Individuals often respond phenotypically to environmental challenges by innovating and adopting novel behavioral variants. Behavioral (or ‘cultural’) variants are defined here as alternative ways to solve adaptive problems, such as finding food or building shelter. In unpredictable environments, individuals must both be able to adapt to current conditions but also to cope with potential changes in these conditions, they must “hedge their evolutionary bets” against the variability of the environment. Here, we loosely apply this idea to the context of behavioral adaptation and develop an evolutionary model, where cultural variants differ in their level of generality, i.e. the range of environmental conditions in which they provide fitness benefits: generalist variants are characterized by large ranges, specialist variants by small ranges.

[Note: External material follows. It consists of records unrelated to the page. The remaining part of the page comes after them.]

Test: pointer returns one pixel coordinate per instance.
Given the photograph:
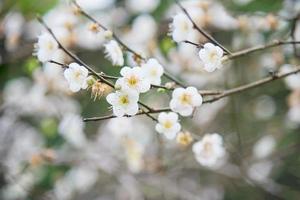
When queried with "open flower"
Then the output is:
(46, 47)
(185, 100)
(168, 125)
(153, 71)
(181, 27)
(76, 75)
(133, 79)
(211, 56)
(114, 52)
(209, 151)
(123, 102)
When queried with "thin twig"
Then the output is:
(224, 94)
(209, 37)
(252, 85)
(245, 52)
(126, 47)
(294, 22)
(73, 56)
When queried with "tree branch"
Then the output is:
(245, 52)
(126, 47)
(200, 30)
(222, 95)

We use a Moran model (with additional learning opportunities) and assume that each individual’s propensity for innovation is genetically determined, while the characteristics of cultural variants can be modified through processes of individual and social learning. Our model demonstrates that flexibly adjusting the level of generality allows individuals to navigate the trade-off between fast and reliable initial adaptation and the potential for long-term improvements. In situations with many (social or individual) learning opportunities, no adjustment of the innovation rate, i.e. the propensity to learn individually, is required to adapt to changed environmental conditions: fast adaptation is guaranteed by solely adjusting the level of generality of the cultural variants. Few learning opportunities, however, require both processes, innovation and trait generality, to work hand in hand. To explore the effects of different modes of innovation, we contrast independent invention and modification and show that relying largely on modifications improves both short-term and long-term adaptation. Further, inaccuracies in social learning provide another source of variant variation that facilitates adaptation after an environmental change. However, unfaithful learning is detrimental to long-term levels of adaptation. Our results demonstrate that the characteristics of cultural variants themselves can play a major role in the adaptation process and influence the evolution of learning strategies.